In einem kleineren Zimmer, dessen Wände mit an die 30 verschiedenen, bis ins kleinste Detail nachgebildeten, Miniaturen bestückt sind, sitzen Martin Messerli (83) und Eva Zehnder (57) und erzählen mit glänzenden Augen und mit spürbarer Begeisterung von ihrer gemeinsamen Arbeit. Er – mit schneeweissen, längeren Haarsträhnen und einer modernen, leicht türkis schimmernden Metallbrille. Man glaubt einem 70-Jährigen gegenüber zu sitzen. Sie – berufstätige Pflegefachfrau und Mutter von vier erwachsenen Söhnen und mit einer ausgesprochen kreativen Ader.
Wie alles begann
Der Umgang mit Holz sei in den Genen seiner Familie verwurzelt, erzählt Martin. Er selbst habe schon im Kindergartenalter begonnen mit Holz zu basteln. Später habe er Schreiner gelernt und den Beruf stets mit grosser Freude ausgeübt. Auf die Frage, wann sich denn bei ihr und ihrem Vater die Begeisterung für Miniaturen bemerkbar gemacht habe, meinte Eva: «Vor Jahren stiess ich auf einem Weihnachtsmarkt in einer deutschen Stadt auf einen nachgebauten Verkaufsladen, den ich beinahe gekauft hätte». Zuhause setzte Vater Martin den von Eva skizzierten Verkaufsladen flugs mit Holz um.
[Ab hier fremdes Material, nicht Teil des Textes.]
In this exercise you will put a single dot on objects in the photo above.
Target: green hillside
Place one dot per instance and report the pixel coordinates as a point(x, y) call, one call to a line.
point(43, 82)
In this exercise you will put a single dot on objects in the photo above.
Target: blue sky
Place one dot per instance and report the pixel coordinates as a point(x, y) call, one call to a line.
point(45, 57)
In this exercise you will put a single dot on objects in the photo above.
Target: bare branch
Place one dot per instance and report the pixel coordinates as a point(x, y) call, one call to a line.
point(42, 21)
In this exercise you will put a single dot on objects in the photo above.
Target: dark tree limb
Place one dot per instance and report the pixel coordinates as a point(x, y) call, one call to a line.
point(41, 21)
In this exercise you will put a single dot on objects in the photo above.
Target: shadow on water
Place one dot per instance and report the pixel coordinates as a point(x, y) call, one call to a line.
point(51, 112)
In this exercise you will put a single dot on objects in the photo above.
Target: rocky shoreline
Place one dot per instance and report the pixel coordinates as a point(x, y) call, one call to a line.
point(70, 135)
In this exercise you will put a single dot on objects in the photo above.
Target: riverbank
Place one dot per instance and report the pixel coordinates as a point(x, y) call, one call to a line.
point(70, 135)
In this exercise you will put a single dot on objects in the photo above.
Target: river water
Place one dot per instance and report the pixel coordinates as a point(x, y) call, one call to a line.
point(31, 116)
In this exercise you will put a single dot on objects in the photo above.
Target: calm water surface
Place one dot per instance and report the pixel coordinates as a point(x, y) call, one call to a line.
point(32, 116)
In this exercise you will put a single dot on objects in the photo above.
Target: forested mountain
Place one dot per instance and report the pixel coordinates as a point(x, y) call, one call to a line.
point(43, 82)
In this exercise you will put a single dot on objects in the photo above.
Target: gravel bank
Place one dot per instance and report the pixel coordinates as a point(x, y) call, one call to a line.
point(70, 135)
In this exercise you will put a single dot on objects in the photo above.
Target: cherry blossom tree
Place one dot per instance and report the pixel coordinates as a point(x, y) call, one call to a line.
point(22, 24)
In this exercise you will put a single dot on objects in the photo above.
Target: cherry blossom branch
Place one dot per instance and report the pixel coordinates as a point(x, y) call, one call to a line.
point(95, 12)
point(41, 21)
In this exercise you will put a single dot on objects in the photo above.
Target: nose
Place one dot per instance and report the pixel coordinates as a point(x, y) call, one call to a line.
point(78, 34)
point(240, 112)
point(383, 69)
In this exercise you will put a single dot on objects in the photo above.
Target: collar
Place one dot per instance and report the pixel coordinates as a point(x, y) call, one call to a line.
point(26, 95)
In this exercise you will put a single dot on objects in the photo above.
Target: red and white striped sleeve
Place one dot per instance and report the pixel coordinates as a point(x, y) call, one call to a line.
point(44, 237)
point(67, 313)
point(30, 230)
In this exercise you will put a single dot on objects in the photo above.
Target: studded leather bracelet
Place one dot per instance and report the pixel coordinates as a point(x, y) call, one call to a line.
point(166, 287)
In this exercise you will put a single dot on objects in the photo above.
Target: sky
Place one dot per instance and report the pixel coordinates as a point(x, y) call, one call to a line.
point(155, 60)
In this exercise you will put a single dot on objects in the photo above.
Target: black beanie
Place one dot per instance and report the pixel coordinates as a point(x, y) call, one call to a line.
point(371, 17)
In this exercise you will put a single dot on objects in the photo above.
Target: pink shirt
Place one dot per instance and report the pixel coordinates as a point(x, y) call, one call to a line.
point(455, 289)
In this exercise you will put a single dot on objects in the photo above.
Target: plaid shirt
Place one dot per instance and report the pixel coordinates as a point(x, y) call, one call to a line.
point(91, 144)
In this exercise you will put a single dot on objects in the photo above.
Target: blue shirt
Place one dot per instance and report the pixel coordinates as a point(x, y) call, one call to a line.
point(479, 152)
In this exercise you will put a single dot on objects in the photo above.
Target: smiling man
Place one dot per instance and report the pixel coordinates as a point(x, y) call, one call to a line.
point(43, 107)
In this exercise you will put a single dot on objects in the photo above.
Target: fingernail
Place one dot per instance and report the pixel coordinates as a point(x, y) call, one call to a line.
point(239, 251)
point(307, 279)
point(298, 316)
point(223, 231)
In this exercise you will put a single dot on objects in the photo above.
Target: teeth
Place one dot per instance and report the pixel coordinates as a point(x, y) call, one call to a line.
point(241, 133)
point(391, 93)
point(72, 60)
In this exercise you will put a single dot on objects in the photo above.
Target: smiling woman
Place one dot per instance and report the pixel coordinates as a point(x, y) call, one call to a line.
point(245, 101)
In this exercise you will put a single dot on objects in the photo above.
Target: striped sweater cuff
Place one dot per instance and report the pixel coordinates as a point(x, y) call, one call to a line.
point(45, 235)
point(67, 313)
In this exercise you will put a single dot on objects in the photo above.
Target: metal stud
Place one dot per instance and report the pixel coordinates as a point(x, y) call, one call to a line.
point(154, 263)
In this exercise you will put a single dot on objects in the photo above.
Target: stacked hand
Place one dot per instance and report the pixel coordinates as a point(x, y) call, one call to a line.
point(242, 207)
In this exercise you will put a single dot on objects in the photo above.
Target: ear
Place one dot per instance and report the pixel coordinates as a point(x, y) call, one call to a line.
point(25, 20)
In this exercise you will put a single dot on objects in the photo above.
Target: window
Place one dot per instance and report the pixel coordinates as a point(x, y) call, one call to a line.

Seit Jahren ein eingespieltes Tandem
Der Vater baut in kniffliger Feinarbeit die hölzernen Gebäudehüllen mit den Innenräumen, fertigt Türen und Fenster, Böden, Wände und Treppen, häufig auch Möbel. Die Tochter nimmt sich bis ins letzte Detail den filigranen Inneneinrichtungen an. Sie fertigt Efeublättchen, Tulpenblüten, Gemüse, Früchte und dergleichen aus Papier, Tonkarton, Fimo infiligranster Ausführung. Selbstverständlich können viele Kleinigkeiten und Figuren in dafür spezialisierten Läden gekauft werden – das hat allerdings seinen Preis. Ein Miniaturschrank kann 1800 Franken kosten.
«Nein, Unstimmigkeiten oder gar Krach während der Umsetzung eines Projektes gibt es nicht». Einzig die Farbwahl führe manchmal zu Diskussionen. Die Tochter liebt eher dezente Farben, für den Vater darf es schon mal kräftiger sein.
Das vorläufig letzte Projekt
Dieser Tage hat sich Martins Traum einer Miniatur-Apotheke erfüllt: Er baute die Rathausapotheke in Bern nach. Die antike Einrichtung übte seit langem eine grosse Faszination auf ihn aus. Nachdem ihm der Leiter der Apotheke bereitwillig kopierte Planunterlagen ausgehändigt hatte, machte sich Martin ans Werk. «Ein bisschen verdutzt hat der Mann mich schon angeschaut», so Martin, als er ihm erklärt habe, wofür er die Unterlagen möchte. Seit kurzem ergänzt die nachgebaute Apotheke die Ausstellung in Eva’s Miniaturenzimmer. In geschätzten zwölf Wochen ist dieses Werk entstanden. Die Frage, ob er die Wochen auch in Stunden quantifizieren könne, versetzt Martin ins Grübeln. «Nun», meint er, «ich bin zu Hause zuständig fürs Einkaufen und Kochen – die restliche Zeit habe ich investiert in den Nachbau der Apotheke». Es sei eh so, dass er alles um sich herum vergesse, inklusive seine Altersbresten, wenn er in seiner Werkstatt am Wirken sei, meint der Pensionierte. Und auch seine Frau geniesse die Ruhe, wenn er in der Werkstatt sei. Die Tochter ergänzt, sie erlebe ihren Vater beim Gestalten einer neuen Miniatur wie «versunken in einer andern Welt», er vergesse die Zeit, gehe völlig auf in seinem Tun.